How a Small Business Owner can Organise their Social Media Activities
Compared to a medium or large company that can dedicate staff to handling all their company social media activity, a small business owner may well have to juggle their social marketing along with everything else it takes to run their enterprise.
You can often feel at a disadvantage because it takes a lot of time and effort to invest in an effective social media campaign, and it can also be a daunting task if Facebook, Twitter and other social platforms are not really your forte to begin with.
What most small business owners usually end up doing is haphazardly firing off posts and tweets for a few minutes a day in the hope that some of it may engage with people, and possibly attract more followers.
Back to the drawing board
There are steps that you can take to make your activities more effective, and it is all in the planning. Take some time to go back to the drawing board and you will not only save yourself a lot of anxiety about where your posts are going and who they are reaching, but you will also have a plan of action to follow so you don’t waste your precious time wondering what to do next.
First of all, think about your target audience. Get a writing pad and pen, or use a giant white-board, whatever is best for you to get your ideas written down on. Are you targeting other business owners, logistics managers, IT consultants, buyers, shop owners, or consumers directly?
Once you have your target audience in mind, you should really find out as much about them as possible. Listen to what they are talking about on social media sites. What are they interested in, what problems do they have that you can solve for them with your product or service, in what way can your product or service make their life better?
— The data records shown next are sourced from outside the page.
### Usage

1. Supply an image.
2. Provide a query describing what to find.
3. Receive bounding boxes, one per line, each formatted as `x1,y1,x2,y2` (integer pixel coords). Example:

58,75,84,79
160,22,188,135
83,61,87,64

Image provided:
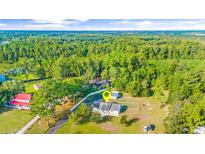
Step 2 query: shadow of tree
120,105,128,113
0,107,12,114
125,118,140,127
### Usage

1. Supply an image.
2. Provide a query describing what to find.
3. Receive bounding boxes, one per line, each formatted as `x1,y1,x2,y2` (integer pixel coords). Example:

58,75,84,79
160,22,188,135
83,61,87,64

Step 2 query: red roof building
9,94,32,110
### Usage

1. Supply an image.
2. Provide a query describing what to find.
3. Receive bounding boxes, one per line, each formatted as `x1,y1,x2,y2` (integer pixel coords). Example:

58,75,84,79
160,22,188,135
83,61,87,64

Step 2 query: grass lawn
0,108,33,134
26,118,49,134
57,94,168,134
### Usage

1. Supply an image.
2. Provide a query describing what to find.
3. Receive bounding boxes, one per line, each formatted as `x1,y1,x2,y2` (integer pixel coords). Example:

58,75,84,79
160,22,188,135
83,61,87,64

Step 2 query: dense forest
0,31,205,133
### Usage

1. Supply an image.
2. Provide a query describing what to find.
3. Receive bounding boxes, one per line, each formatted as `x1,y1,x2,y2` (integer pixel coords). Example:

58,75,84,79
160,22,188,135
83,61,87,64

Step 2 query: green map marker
102,90,111,102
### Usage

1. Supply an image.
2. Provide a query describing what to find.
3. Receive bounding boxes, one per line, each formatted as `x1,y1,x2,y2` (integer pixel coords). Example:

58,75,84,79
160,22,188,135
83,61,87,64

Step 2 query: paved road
48,89,106,134
16,115,40,134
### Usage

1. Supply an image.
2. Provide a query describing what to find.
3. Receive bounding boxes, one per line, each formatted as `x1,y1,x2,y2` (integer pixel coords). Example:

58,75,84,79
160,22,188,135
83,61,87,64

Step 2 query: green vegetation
0,108,33,134
0,32,205,133
56,94,168,134
0,81,25,107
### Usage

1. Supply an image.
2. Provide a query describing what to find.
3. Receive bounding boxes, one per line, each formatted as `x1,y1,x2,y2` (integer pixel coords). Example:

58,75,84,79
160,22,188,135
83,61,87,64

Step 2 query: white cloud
111,20,205,30
0,23,6,27
24,24,70,30
33,19,88,24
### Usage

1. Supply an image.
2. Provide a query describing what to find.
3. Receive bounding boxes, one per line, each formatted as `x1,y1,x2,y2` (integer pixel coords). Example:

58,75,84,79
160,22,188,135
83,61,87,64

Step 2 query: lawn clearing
54,94,168,134
0,108,33,134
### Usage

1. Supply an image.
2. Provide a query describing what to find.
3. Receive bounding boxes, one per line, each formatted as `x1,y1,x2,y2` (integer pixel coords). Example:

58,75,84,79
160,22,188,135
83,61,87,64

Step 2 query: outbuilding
111,91,120,99
0,74,6,83
8,94,32,110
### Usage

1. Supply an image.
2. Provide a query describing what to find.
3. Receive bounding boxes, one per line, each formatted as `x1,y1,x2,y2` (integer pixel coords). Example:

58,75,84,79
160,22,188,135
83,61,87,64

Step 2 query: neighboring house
0,74,6,83
194,126,205,134
7,94,32,110
89,78,111,87
111,91,120,99
110,103,121,116
93,102,121,116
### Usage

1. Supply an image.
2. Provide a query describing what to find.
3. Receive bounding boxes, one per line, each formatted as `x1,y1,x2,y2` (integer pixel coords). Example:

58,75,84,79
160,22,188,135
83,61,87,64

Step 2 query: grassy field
26,118,49,134
0,108,33,134
57,94,168,134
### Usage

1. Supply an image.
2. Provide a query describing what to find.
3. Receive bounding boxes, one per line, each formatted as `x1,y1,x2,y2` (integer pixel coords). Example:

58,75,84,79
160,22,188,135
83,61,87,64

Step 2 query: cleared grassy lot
57,94,168,134
0,108,33,134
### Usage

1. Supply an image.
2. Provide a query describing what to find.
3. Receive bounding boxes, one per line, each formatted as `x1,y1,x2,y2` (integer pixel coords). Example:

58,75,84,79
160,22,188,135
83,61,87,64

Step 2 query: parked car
148,124,155,130
144,126,149,132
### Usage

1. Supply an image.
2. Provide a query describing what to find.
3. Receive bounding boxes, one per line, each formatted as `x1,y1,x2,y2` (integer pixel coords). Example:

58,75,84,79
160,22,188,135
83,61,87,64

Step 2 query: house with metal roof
111,91,120,99
6,94,32,110
93,101,121,116
0,74,6,83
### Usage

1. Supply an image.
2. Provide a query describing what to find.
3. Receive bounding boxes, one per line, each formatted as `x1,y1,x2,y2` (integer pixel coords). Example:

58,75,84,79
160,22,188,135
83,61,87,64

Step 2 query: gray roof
111,91,120,97
111,103,121,112
100,102,112,112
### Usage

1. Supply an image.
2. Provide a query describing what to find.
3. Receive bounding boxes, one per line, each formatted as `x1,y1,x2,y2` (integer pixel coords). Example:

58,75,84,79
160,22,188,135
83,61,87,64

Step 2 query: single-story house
89,78,111,87
93,102,121,116
0,74,6,83
111,91,120,99
110,103,121,116
8,94,32,110
33,84,41,90
194,126,205,134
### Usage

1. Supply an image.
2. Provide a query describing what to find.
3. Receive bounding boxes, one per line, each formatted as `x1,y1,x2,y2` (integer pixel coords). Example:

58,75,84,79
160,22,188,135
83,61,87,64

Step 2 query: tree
0,80,25,106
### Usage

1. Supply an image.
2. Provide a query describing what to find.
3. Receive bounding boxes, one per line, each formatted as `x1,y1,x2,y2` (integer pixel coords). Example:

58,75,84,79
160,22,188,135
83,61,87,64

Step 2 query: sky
0,19,205,30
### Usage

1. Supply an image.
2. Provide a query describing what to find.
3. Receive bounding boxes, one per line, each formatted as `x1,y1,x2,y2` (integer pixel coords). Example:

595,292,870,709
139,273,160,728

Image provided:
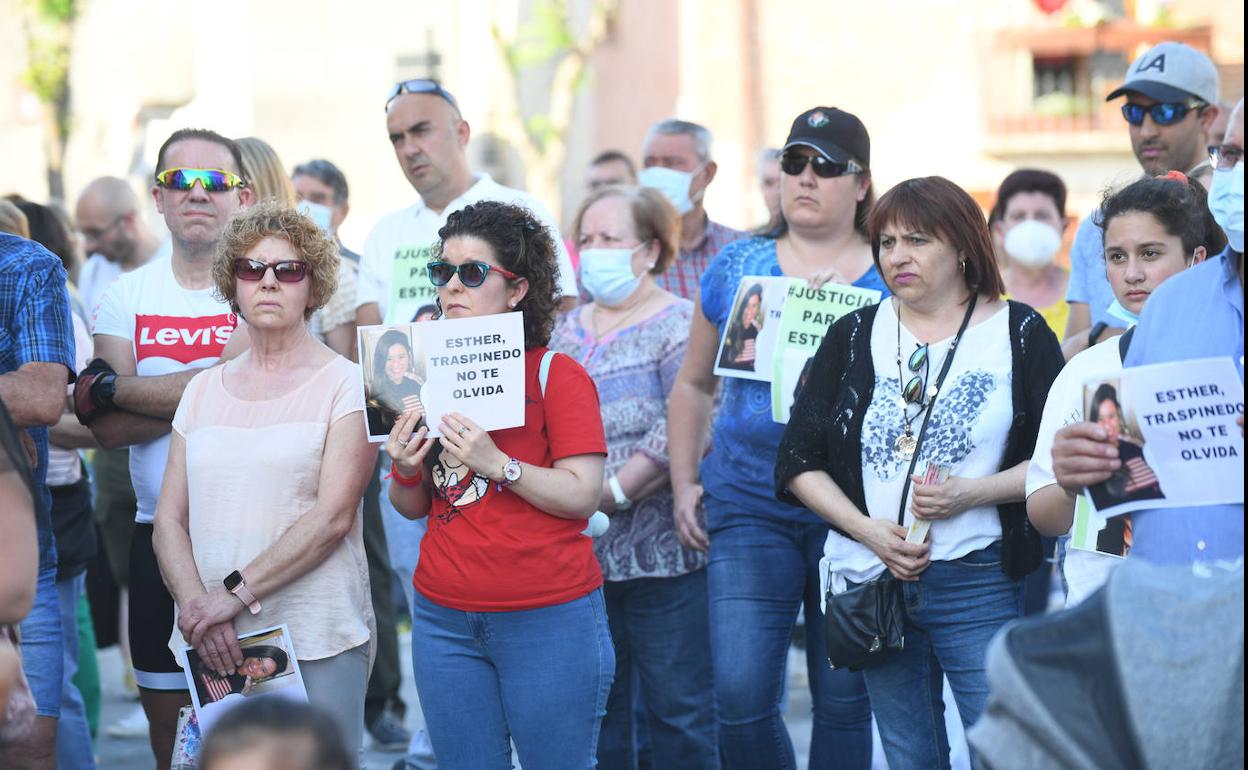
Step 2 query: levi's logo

Time management plan of action
Work out how much time each week that you can realistically dedicate to writing blog posts. Ideally you should plan to have a time-frame for your social media campaign, say two months ahead for example. So lets say you can devote enough time to write three posts per week – once on a Monday, Wednesday and a Friday. You will need to write 24 posts over the next two months.
Write, write and write some more
Your next step is to write engaging content for your posts that will connect with your audience – but this should not be about your product or service directly. If you write posts that continually push your own business, then your target audience will see right through you.
Instead, you should be crafting content that is interesting and informative, and that can possibly answer or solve some issues that your audience may be suffering from. For example, if you were running a small sweet shop where you actually make your own batches of hand-crafted sweets from all-natural ingredients, you could write about easing cold and flu symptoms using natural cures, such as honey and lemon juice, rather than just directly promoting your brand of cough sweets.
Helping your audience with a friendly and informal approach will certainly make you more memorable, and will encourage them to come back for more.
Go back to your notes you made earlier about your target audience. Write about the problems they face, sympathise with their plight, show that you understand where they are coming from. Share any similar experiences that you may have.
Delegate if you need to
If you find it a struggle to come up with creative content, then maybe finding an employee with a natural flair for writing could solve your problem. If this is not an option, maybe a friend or relative could help you out? If you have a little spare money in your marketing budget, you could always hire a professional writer to create your posts for you.
Set up a calendar or wall chart to schedule which days you want your posts to go live over the next two months. This can be a great reminder for yourself or another member of staff who has the responsibility of posting your company content. You can also see at a glance when to take note of any upcoming bank holidays or national events that may disrupt your schedule, and enable you to easily work around them.
Schedule your posts for maximum effect
Automate and schedule your posts for the times and days that they will be most effective. If you are selling shoes or fashion, then your posts will be more effective and reach more of your target audience in the evenings that first thing in the morning. Your prospective customers will be more likely to be browsing and shopping online in the evenings from home for shoes rather than from the office at work where their attention will be focussed on catching up on emails and telephone calls.
For Twitter, lift 3 or 4 attention grabbing quotes from your content to use for tweets, and link them back to your full article on your blog.
For Facebook, look at doing one or two engaging posts, and leave your readers with a question to answer if possible. This will encourage more engagement and a connection with your readers.
If you are writing about something that is accompanied by good graphics, images, information charts or infographics, then don’t forget to pin these to your board at Pinterest.
The local touch
Is your businesses accessible by local people? If you have a physical bricks and mortar shop or retail unit, or you offer a service to local people, then consider writing a press release that your local newspaper would be interested in featuring. Contact their business section and ask if they would be interested in a local interest story about your business.